On n’a pas émigré pour ça

À l’écran, les témoignages se succèdent, souvent en mots crus, surtout quand il s’agit de décrire un viol ou une fellation forcée. Pour autant, tout n’est pas noir en banlieue. Et une dispute éclate entre une participante à un débat et Fadela Amara, la dame lui reprochant de stigmatiser la jeunesse des banlieues et de tenir un discours raciste. Si tout n’est pas noir, force est de constater que les choses ont changé. À cause du chômage de masse qui a déstabilisé les pères de famille en leur confisquant leur rôle, à cause aussi de la discrimination et de l’émergence des mouvements intégristes. Ce qu’on appelle l’islamisme des caves.

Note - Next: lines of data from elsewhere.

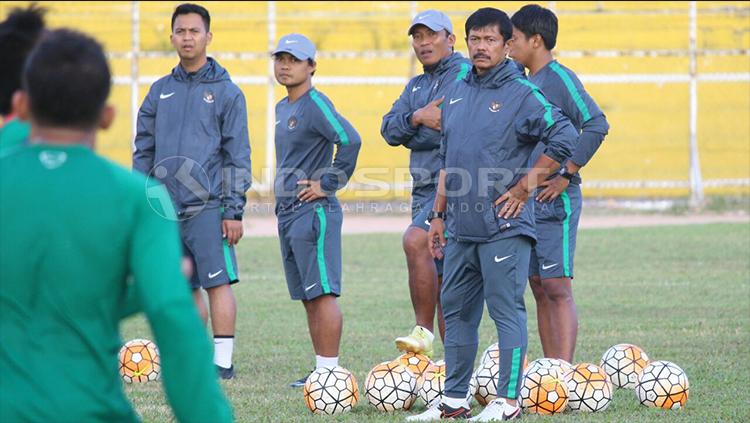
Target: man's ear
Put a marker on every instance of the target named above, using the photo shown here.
(107, 117)
(20, 105)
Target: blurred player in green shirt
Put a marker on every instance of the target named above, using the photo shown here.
(75, 227)
(18, 34)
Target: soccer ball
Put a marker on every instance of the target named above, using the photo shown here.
(390, 386)
(662, 384)
(589, 388)
(623, 363)
(139, 361)
(331, 390)
(433, 382)
(544, 391)
(539, 363)
(416, 363)
(484, 382)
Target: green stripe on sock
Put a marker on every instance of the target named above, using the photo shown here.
(541, 98)
(465, 67)
(515, 366)
(566, 234)
(330, 117)
(572, 90)
(228, 262)
(321, 249)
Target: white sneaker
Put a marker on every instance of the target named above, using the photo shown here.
(498, 410)
(432, 413)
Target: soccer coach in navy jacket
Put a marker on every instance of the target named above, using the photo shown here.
(491, 122)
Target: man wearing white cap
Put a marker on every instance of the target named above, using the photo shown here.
(308, 174)
(414, 122)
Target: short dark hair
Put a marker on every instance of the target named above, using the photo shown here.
(67, 79)
(533, 19)
(489, 16)
(187, 8)
(18, 35)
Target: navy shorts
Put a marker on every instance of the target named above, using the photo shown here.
(556, 231)
(311, 251)
(419, 211)
(214, 261)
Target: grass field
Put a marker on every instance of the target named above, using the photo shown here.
(682, 293)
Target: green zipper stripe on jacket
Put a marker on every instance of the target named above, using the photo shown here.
(464, 70)
(515, 366)
(330, 117)
(321, 249)
(540, 97)
(566, 234)
(572, 90)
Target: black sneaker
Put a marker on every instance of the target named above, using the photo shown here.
(225, 373)
(300, 382)
(449, 413)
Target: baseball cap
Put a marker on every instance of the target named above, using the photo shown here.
(297, 45)
(433, 19)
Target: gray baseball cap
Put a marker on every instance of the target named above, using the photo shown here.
(433, 19)
(297, 45)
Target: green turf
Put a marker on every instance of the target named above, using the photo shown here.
(682, 293)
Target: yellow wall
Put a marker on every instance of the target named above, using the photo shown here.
(649, 135)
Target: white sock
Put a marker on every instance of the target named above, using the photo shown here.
(455, 402)
(223, 347)
(430, 335)
(321, 361)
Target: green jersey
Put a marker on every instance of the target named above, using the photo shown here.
(75, 229)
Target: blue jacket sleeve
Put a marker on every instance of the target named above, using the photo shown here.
(235, 149)
(145, 141)
(578, 104)
(396, 128)
(337, 130)
(543, 122)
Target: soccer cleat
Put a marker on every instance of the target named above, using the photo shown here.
(225, 373)
(498, 410)
(419, 342)
(300, 382)
(439, 411)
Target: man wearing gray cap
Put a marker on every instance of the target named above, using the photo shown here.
(414, 122)
(308, 174)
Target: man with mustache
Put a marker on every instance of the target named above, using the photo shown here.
(559, 206)
(492, 121)
(192, 135)
(414, 122)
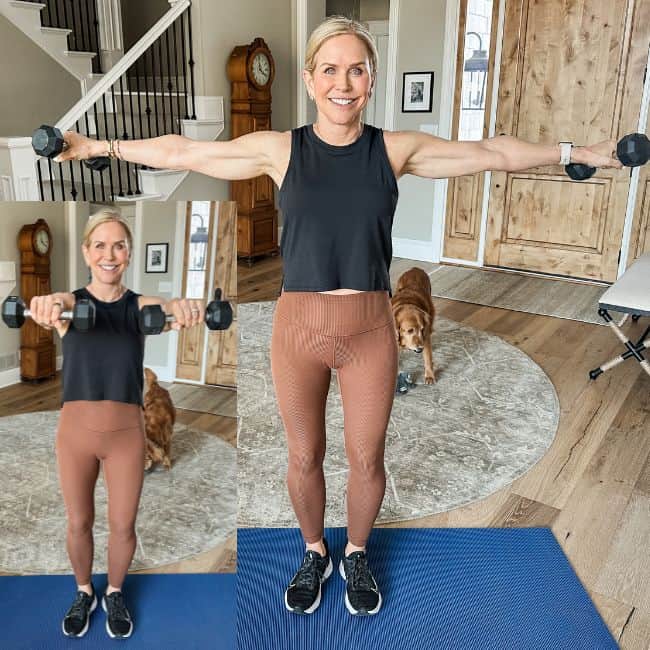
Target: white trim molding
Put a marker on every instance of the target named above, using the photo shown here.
(301, 42)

Fadela Amara raconte qu’un jour elle organisait un débat à Trappes, en banlieue parisienne. « Des jeunes filles sont rentrées avec la burka. Nous, on est contre le voile, car c’est un outil de pression. Les musulmans de Trappes m’ont condamnée à mort et ils ont organisé une contre-manif à laquelle ont participé 150 femmes en burka ». Une jeune fille, émouvante, témoigne comment sa sœur qui était coquette et pas vraiment la dernière « pour monter des plans aux parents afin de pouvoir sortir » a décidé, du jour au lendemain, de porter la bürka, des gants et de grosses chaussettes afin de ne pas laisser voir la moindre partie de son corps. Le plus difficile avoue-t-elle : « C’est de ne plus pouvoir rentrer en contact avec elle, je ne la retrouve plus. Je me demande ce qu’elle cherche à nous dire en s’habillant comme ça ».

De leur côté des pères et des mères de familles rappellent qu’ils n’ont pas émigré pour ça, pour que leurs enfants deviennent des voyous, soient sans perspective d’avenir ou basculent dans l’intégrisme. Pour sensibiliser les jeunes, des membres de l’association se rendent dans les collèges, ils y défendent la mixité, l’égalité et mettent en garde contre la dérive des ghettos. « Nous insistons pour que le dialogue soit maintenu dans la cité comme dans la cellule familiale. Ce qui est important, c’est que les lascars des cités parlent, qu’ils vomissent toute la haine qu’ils ont en eux. On veut provoquer le débat, libérer la parole ». Aujourd’hui dans les cités, se réjouit Fadela Amara, « on trouve des jeunes garçons et filles qui se revendiquent Ni putes ni soumises ».